一目惚れの彼女は人の妻
 それを課長に申し出ようと思ったら、

「それは大丈夫」

 と課長に言われ、私は正直なところホッとした。

「懇親会と言ってもただの飲み会だから、仕事の込み入った話はしないはずだよ。おそらく田中部長の独演会になるんじゃないかな。相撲とか野球の話で」

 げっ、そうだった。田中部長って、いつも話の中心にいないと気が済まない、みたいな人だった。しかも、私には全く興味がない相撲とか野球の話を聞かされると思うと、気が重くなってしまう。

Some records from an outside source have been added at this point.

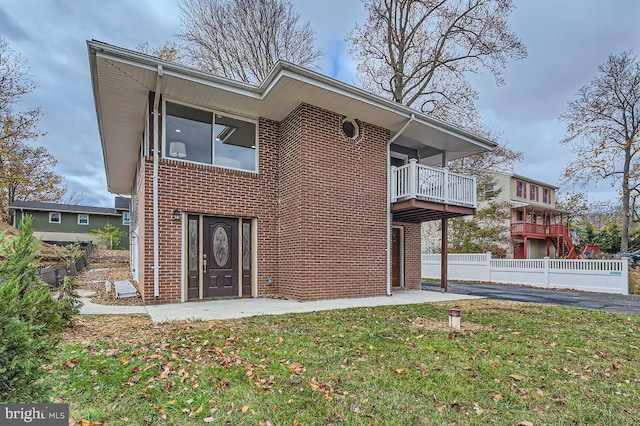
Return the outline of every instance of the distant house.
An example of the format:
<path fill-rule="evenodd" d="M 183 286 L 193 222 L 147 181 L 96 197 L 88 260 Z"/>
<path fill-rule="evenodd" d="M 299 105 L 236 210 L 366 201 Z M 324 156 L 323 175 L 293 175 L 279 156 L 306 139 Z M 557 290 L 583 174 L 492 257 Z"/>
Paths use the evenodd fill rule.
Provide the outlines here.
<path fill-rule="evenodd" d="M 116 197 L 114 208 L 16 201 L 9 209 L 14 211 L 13 226 L 18 226 L 25 215 L 30 215 L 33 234 L 48 243 L 96 241 L 96 235 L 90 231 L 110 223 L 125 232 L 121 247 L 129 248 L 129 205 L 129 198 Z"/>
<path fill-rule="evenodd" d="M 513 259 L 577 258 L 577 241 L 564 225 L 568 212 L 556 206 L 557 186 L 516 174 L 496 174 L 496 199 L 509 202 L 511 244 L 507 257 Z"/>

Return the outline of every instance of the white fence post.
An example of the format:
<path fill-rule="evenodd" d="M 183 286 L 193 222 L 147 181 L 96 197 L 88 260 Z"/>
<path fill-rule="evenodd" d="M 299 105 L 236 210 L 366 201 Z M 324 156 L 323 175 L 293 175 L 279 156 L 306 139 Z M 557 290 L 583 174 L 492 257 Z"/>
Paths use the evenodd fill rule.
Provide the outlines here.
<path fill-rule="evenodd" d="M 487 281 L 491 281 L 491 252 L 488 251 L 487 255 Z"/>
<path fill-rule="evenodd" d="M 629 294 L 629 258 L 623 257 L 622 260 L 622 282 L 624 283 L 624 288 L 622 294 Z"/>
<path fill-rule="evenodd" d="M 544 284 L 547 288 L 549 288 L 549 286 L 551 285 L 550 281 L 549 281 L 549 257 L 545 256 L 543 258 L 544 260 Z"/>

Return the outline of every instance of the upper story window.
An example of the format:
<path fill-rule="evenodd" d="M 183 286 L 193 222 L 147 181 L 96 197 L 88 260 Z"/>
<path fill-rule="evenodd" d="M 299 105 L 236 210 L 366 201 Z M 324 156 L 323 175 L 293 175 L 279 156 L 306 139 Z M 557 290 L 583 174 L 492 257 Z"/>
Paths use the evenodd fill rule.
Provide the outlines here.
<path fill-rule="evenodd" d="M 255 172 L 256 123 L 166 103 L 164 156 Z"/>
<path fill-rule="evenodd" d="M 122 213 L 122 224 L 123 225 L 129 225 L 131 223 L 131 213 L 130 212 L 123 212 Z"/>
<path fill-rule="evenodd" d="M 49 213 L 49 223 L 60 223 L 62 222 L 62 217 L 58 212 L 50 212 Z"/>
<path fill-rule="evenodd" d="M 516 210 L 516 220 L 518 222 L 524 222 L 524 212 L 522 210 Z"/>
<path fill-rule="evenodd" d="M 530 197 L 529 199 L 532 201 L 538 201 L 538 187 L 535 185 L 530 185 Z"/>
<path fill-rule="evenodd" d="M 79 214 L 78 215 L 78 225 L 88 225 L 89 224 L 89 215 L 88 214 Z"/>
<path fill-rule="evenodd" d="M 516 197 L 527 198 L 527 192 L 525 190 L 526 185 L 522 181 L 516 181 Z"/>
<path fill-rule="evenodd" d="M 551 190 L 544 188 L 542 190 L 542 202 L 543 203 L 547 203 L 547 204 L 551 204 Z"/>

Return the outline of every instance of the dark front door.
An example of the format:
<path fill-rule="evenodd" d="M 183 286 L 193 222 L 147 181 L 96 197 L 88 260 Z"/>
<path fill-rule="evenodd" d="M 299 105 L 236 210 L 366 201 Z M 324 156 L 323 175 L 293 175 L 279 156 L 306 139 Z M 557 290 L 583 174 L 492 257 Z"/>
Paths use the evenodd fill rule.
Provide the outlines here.
<path fill-rule="evenodd" d="M 238 219 L 204 218 L 203 297 L 238 296 Z"/>
<path fill-rule="evenodd" d="M 401 238 L 400 228 L 391 228 L 391 285 L 400 287 L 401 283 Z"/>

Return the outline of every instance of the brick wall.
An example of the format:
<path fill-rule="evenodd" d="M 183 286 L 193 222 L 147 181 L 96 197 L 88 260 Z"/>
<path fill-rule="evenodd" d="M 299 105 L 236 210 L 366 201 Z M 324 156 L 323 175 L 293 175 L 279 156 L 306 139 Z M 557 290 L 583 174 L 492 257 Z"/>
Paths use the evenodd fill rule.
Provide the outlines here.
<path fill-rule="evenodd" d="M 276 295 L 275 286 L 267 286 L 268 277 L 278 274 L 277 247 L 277 175 L 279 125 L 260 120 L 260 173 L 222 169 L 161 159 L 159 165 L 158 205 L 160 228 L 160 297 L 153 298 L 153 159 L 144 160 L 144 227 L 147 240 L 144 269 L 140 269 L 145 303 L 179 302 L 181 299 L 182 221 L 173 220 L 173 210 L 209 216 L 257 218 L 258 287 L 263 296 Z M 142 198 L 142 197 L 141 197 Z"/>
<path fill-rule="evenodd" d="M 175 208 L 184 214 L 257 218 L 260 296 L 313 300 L 385 294 L 389 132 L 359 123 L 360 137 L 352 140 L 342 133 L 343 119 L 305 104 L 282 123 L 261 119 L 258 174 L 161 159 L 157 299 L 153 160 L 146 157 L 139 192 L 139 284 L 145 303 L 181 299 L 182 222 L 173 220 Z M 412 247 L 418 241 L 419 283 L 416 229 L 417 237 L 405 238 Z M 406 274 L 413 280 L 413 267 Z"/>
<path fill-rule="evenodd" d="M 419 223 L 393 223 L 404 227 L 404 286 L 420 290 L 421 280 L 421 227 Z"/>
<path fill-rule="evenodd" d="M 385 294 L 387 130 L 300 105 L 282 122 L 281 295 L 300 300 Z"/>

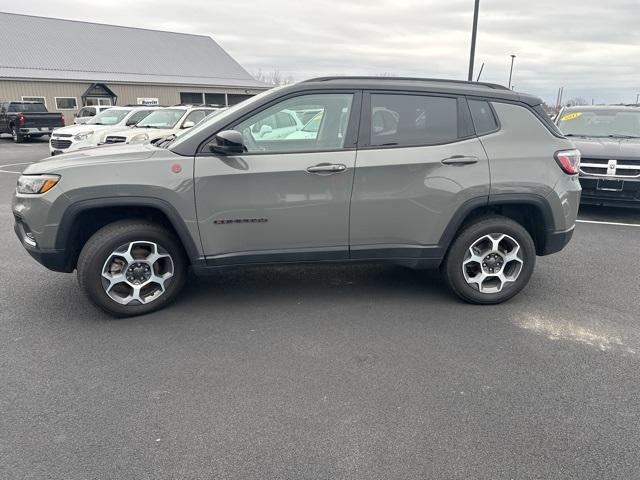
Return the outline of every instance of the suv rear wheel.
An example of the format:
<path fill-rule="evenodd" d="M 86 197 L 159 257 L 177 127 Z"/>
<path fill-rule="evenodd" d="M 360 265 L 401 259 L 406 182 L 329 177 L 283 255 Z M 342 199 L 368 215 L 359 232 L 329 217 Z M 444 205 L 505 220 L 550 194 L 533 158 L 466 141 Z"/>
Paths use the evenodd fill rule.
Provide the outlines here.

 あ、そうか。その時は俊君を眺めていればいいんだわ。話が出来れば、なお結構だけど。

「宏美ちゃん」

 課長、もとい充さんは、顔を私に近付け、一層の小声で私の名を呼んだ。

「はい?」

 私も同様に、囁くような声で応じた。

「酒豪の君には物足りないと思うから、例のイケメン君と二次会に行くといいよ」

「そ、そうですね」

 俊君と二人で二次会か……
 想像したら、わくわくしちゃった。ちなみに”酒豪”の部分には突っ込まなかった。事実だから。

「たまには、羽目を外すのもいいんじゃないかな」

「そう……ですかね?」

 と応じたものの、本当に羽目を外す事になるとは、この時の私は知る由もなかった。